ラミロ2世。アラゴンの王様だったがいろいろあって今は亡霊となっている

ペトロニーラ。アラゴン女王の名前を使っているがただの主婦。小説家になりたいと思っている。

フェリペ、16世紀のスペインの修道院で暮らすユダヤ人の少年。父親に捨てられて心を閉ざしていたが、ニコラス医師の指導で本来の明るさを取り戻す。まじめで勉強熱心。
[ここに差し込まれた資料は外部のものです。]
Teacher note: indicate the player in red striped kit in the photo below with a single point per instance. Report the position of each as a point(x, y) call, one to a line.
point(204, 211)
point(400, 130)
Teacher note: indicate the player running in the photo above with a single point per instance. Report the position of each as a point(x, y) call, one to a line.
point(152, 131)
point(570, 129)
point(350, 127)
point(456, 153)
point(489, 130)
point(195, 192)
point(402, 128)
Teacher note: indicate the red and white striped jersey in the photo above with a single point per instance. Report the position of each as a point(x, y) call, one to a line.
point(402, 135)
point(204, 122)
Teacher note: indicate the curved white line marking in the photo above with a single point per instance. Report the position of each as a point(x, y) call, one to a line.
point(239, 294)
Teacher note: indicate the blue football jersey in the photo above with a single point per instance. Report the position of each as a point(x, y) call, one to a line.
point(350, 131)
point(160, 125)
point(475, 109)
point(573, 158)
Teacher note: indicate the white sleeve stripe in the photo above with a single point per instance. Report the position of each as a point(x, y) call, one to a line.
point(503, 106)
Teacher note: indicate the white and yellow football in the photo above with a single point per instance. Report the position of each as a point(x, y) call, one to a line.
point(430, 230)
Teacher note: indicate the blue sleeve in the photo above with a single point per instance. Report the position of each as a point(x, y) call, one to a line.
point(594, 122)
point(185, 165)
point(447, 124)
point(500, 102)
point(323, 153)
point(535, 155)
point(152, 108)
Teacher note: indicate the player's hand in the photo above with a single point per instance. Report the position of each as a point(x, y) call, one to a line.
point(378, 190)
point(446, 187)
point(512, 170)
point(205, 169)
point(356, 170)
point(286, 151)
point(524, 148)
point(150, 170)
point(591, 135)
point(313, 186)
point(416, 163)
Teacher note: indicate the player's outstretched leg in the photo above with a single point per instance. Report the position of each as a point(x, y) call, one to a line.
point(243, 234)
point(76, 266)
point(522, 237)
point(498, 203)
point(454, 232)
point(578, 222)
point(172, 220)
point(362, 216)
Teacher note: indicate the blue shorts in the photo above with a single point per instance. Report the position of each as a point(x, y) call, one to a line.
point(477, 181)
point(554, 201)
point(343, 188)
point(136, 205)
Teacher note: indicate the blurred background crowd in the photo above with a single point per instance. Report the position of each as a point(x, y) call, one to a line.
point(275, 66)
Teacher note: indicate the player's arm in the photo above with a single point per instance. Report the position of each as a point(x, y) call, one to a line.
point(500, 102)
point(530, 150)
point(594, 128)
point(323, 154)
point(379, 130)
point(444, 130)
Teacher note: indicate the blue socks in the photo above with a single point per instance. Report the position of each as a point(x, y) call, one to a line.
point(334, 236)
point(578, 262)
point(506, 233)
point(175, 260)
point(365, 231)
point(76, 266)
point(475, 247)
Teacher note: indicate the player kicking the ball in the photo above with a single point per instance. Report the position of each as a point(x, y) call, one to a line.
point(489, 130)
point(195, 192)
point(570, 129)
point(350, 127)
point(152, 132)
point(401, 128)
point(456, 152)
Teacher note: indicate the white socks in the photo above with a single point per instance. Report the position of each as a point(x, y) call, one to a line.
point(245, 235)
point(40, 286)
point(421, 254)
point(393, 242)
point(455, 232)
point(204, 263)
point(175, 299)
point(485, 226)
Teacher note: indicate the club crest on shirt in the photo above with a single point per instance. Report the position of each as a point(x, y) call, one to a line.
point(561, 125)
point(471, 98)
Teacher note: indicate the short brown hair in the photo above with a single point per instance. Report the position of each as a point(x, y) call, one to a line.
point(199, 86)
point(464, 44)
ニコラス医師。修道院内の病院の医師で、孤児たちに勉強も教える。心を閉ざしていたフェリペを気にかけ、特別にラテン語や歴史、医学の基礎なども教える。

フアン1世。不真面目王と呼ばれ業績を残さずに死んだが、娘のヨランド・ダラゴンが勝利王シャルル7世を支えている。

ハインリヒ7世。皇帝フリードリヒ2世の長男でアラゴンの血も引いている。父と対立して反乱を起こし降伏して目を潰され。幽閉されて悲劇的な人生の幕を閉じる。

ペドロ2世。ラミロ2世のひ孫でレコンキスタの英雄。戦闘能力はかなり高く、ファンタジー映画やゲームの中では主要キャラになるタイプだが、なぜか小説の中で影が薄い。